Flash floods, such as the one that killed the four Constantinides, are most often born of these factors: heavy rains falling on saturated ground in areas with rugged topography, meteorologists said.

Downpours — such as the .75-1.25 inches that fell in Wyoming that night — are what forecasters look for first when watching for flash floods.

But when rain falls on saturated ground, it has nowhere to go but downhill — and fast, meteorologists said.

The water flowing down Brush Creek, for example, had swelled every night due to an inch of snow in those mountains melting daily since mid-May, said Chad Hahn, a meteorologist with the National Weather Service in Cheyenne, Wy.

Given the right topography — as is found in Wyoming’s Snowy Mountain Range or along Pikes Peak — water can rush several miles downhill at a furious pace and with deadly force.

“A perfect storm”

The Wyoming storm became deadly because of a near perfect combination of events.

Three groups of campers and a campground host left Wyoming’s Lincoln Park Campground that night. But forest rangers gave no order to evacuate the nearby South Brush Creek Campground, where the Constantinides were staying, said Aaron Voos, a U.S. Forest Service spokesman. The campground host and two groups of campers stayed put that night, while another two groups moved to higher ground.

Only the Constantinides and one other group of campers left.

When they did, the Constantinides family encountered a creek that had rarely surged with such force.

The rain started falling around 7 p.m. Monday, hitting hardest between 10:30 p.m. and 11:30 p.m. before dwindling away around 1 a.m.

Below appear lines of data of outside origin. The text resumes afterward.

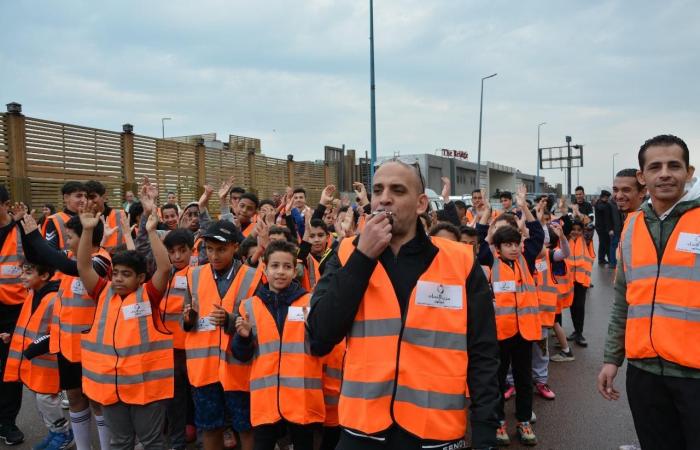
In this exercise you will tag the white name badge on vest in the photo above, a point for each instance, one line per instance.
(11, 271)
(503, 286)
(180, 282)
(541, 266)
(438, 295)
(136, 310)
(204, 324)
(689, 243)
(295, 314)
(77, 287)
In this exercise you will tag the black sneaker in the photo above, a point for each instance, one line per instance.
(11, 434)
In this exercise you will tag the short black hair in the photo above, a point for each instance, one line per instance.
(72, 187)
(245, 247)
(41, 269)
(469, 231)
(236, 190)
(280, 246)
(169, 206)
(266, 202)
(179, 236)
(75, 226)
(630, 173)
(95, 187)
(252, 197)
(444, 226)
(276, 229)
(131, 259)
(506, 235)
(663, 140)
(318, 223)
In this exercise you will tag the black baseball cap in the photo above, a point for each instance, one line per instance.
(223, 231)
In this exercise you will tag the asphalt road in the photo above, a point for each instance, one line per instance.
(579, 418)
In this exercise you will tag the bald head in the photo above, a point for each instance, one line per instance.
(409, 173)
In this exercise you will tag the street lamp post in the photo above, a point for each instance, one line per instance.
(538, 188)
(162, 124)
(481, 115)
(373, 115)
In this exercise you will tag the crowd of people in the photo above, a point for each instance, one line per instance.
(365, 324)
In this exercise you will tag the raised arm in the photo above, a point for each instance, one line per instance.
(160, 277)
(90, 278)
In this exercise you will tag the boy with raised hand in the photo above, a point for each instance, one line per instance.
(285, 379)
(128, 356)
(38, 372)
(219, 382)
(73, 313)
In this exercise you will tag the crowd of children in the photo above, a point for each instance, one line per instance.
(163, 320)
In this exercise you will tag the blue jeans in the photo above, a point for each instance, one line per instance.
(614, 241)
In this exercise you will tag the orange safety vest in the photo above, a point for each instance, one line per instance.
(547, 291)
(126, 358)
(285, 379)
(117, 238)
(194, 259)
(59, 221)
(311, 273)
(517, 308)
(11, 255)
(565, 286)
(412, 372)
(39, 374)
(208, 348)
(332, 377)
(580, 261)
(663, 316)
(73, 313)
(171, 306)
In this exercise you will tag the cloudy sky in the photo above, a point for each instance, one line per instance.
(296, 73)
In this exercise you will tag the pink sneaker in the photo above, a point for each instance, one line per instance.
(544, 390)
(509, 392)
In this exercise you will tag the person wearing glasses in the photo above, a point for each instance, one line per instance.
(418, 317)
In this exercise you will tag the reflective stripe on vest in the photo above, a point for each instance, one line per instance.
(580, 261)
(662, 292)
(39, 374)
(209, 357)
(285, 379)
(432, 340)
(171, 307)
(74, 313)
(517, 311)
(11, 255)
(126, 359)
(547, 291)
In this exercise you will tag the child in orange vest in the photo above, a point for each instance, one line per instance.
(127, 352)
(580, 263)
(286, 380)
(39, 372)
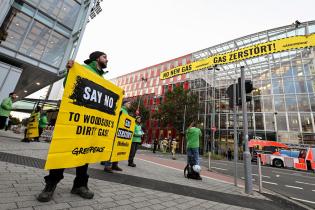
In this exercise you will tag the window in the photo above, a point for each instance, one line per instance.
(36, 40)
(13, 29)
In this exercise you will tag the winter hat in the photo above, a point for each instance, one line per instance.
(93, 56)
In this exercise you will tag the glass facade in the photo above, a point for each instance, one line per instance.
(282, 105)
(40, 29)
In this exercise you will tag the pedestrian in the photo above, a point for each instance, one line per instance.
(5, 109)
(136, 140)
(193, 135)
(229, 154)
(96, 63)
(155, 143)
(165, 145)
(174, 146)
(43, 122)
(110, 166)
(38, 115)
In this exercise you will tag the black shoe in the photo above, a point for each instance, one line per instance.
(47, 193)
(83, 192)
(131, 164)
(108, 169)
(116, 168)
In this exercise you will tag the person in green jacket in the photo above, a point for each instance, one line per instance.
(110, 166)
(96, 63)
(192, 135)
(5, 109)
(136, 140)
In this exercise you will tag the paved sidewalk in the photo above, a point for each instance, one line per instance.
(155, 183)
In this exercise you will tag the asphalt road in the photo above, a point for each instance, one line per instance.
(296, 185)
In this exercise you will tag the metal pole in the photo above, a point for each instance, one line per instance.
(235, 134)
(213, 112)
(259, 174)
(246, 155)
(183, 140)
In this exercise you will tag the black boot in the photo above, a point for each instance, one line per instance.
(83, 192)
(47, 193)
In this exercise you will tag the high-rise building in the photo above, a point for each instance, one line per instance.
(37, 37)
(282, 107)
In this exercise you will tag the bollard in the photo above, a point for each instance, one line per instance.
(259, 174)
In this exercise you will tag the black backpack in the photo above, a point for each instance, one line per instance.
(189, 173)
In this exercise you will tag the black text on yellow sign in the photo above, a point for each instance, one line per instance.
(86, 122)
(275, 46)
(123, 139)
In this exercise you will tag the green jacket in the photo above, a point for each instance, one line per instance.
(6, 107)
(92, 67)
(43, 121)
(192, 135)
(137, 134)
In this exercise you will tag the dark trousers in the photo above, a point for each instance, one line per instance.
(3, 120)
(81, 179)
(133, 150)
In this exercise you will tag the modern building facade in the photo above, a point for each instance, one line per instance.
(37, 37)
(282, 106)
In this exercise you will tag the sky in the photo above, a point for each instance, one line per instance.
(140, 33)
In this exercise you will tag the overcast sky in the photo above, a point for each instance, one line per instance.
(140, 33)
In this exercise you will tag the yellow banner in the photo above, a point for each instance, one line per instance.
(32, 126)
(275, 46)
(123, 139)
(86, 122)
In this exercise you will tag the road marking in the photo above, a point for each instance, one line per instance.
(300, 188)
(273, 183)
(262, 176)
(223, 169)
(304, 183)
(244, 178)
(302, 200)
(148, 161)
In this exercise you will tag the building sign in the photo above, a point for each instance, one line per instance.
(86, 122)
(275, 46)
(123, 139)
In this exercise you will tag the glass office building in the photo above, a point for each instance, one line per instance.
(283, 102)
(37, 37)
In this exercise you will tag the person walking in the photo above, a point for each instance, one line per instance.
(155, 143)
(193, 135)
(5, 109)
(136, 140)
(110, 166)
(229, 154)
(96, 63)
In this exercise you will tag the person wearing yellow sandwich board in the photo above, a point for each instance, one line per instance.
(96, 63)
(136, 140)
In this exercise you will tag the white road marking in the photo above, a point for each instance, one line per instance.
(300, 188)
(273, 183)
(223, 169)
(304, 183)
(306, 201)
(262, 176)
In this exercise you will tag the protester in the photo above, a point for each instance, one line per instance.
(174, 146)
(110, 166)
(229, 154)
(155, 143)
(5, 109)
(96, 63)
(192, 135)
(136, 140)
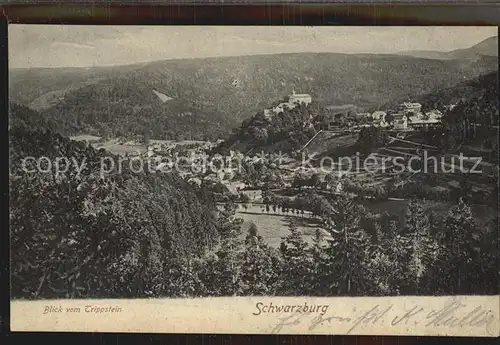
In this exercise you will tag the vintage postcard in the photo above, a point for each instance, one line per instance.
(254, 180)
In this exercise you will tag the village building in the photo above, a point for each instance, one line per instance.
(294, 100)
(378, 115)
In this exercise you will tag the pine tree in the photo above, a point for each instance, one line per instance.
(260, 268)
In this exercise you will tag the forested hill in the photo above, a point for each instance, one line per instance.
(80, 234)
(205, 98)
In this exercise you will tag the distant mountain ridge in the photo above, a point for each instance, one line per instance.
(487, 47)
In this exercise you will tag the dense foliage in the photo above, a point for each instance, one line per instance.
(81, 234)
(126, 235)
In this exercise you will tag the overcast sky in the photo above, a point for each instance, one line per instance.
(83, 46)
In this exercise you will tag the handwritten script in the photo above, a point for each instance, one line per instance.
(453, 315)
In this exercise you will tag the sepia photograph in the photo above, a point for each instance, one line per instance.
(201, 162)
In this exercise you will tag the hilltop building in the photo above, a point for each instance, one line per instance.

Tuesday, meteorologists said.

The rain moved northeast, passing over Wyoming 130 and the campsite before moving up Brush Creek and the Snowy Mountain Range, said Gerry Claycomb, a meteorologist in Cheyenne.

The further uphill the storm pushed, the more snow it melted — causing the water to rush downhill at near record levels.

At noon on Monday, the creek flowed at 361 cubic feet per second, Voos said.

Twelve hours later — just as emergency workers began advising residents of a possible flash flood — the creek measured 1,080 cfs.

The highest it had ever been was 1,230 cfs, Voos said.

The force tore through the drainage basin, picking up bushes and entire trees along the way and clogging the 76-foot-long culvert running beneath Wyoming 130.

With the water unable to escape, it pooled around the opening of the 18-foot-wide and 8-foot-high semi-circular culvert, eroding the five feet of gravel mixture beneath the road and causing it to collapse.

Unseen, the problem brewed for hours, said Bruce Burrows, Wyoming Department of Transportation spokesman. In fact, volunteer firefighters helping to alert people about the flooding had driven over the highway culvert about an hour before the roadway collapsed.

But once the first piece of asphalt crumbled away, it likely took only minutes for the rest of the road to follow.

“The thing was that the pipe got plugged up and we got the heavy rain and the snowmelt,” Claycomb said. “They all combined into a perfect storm up there.”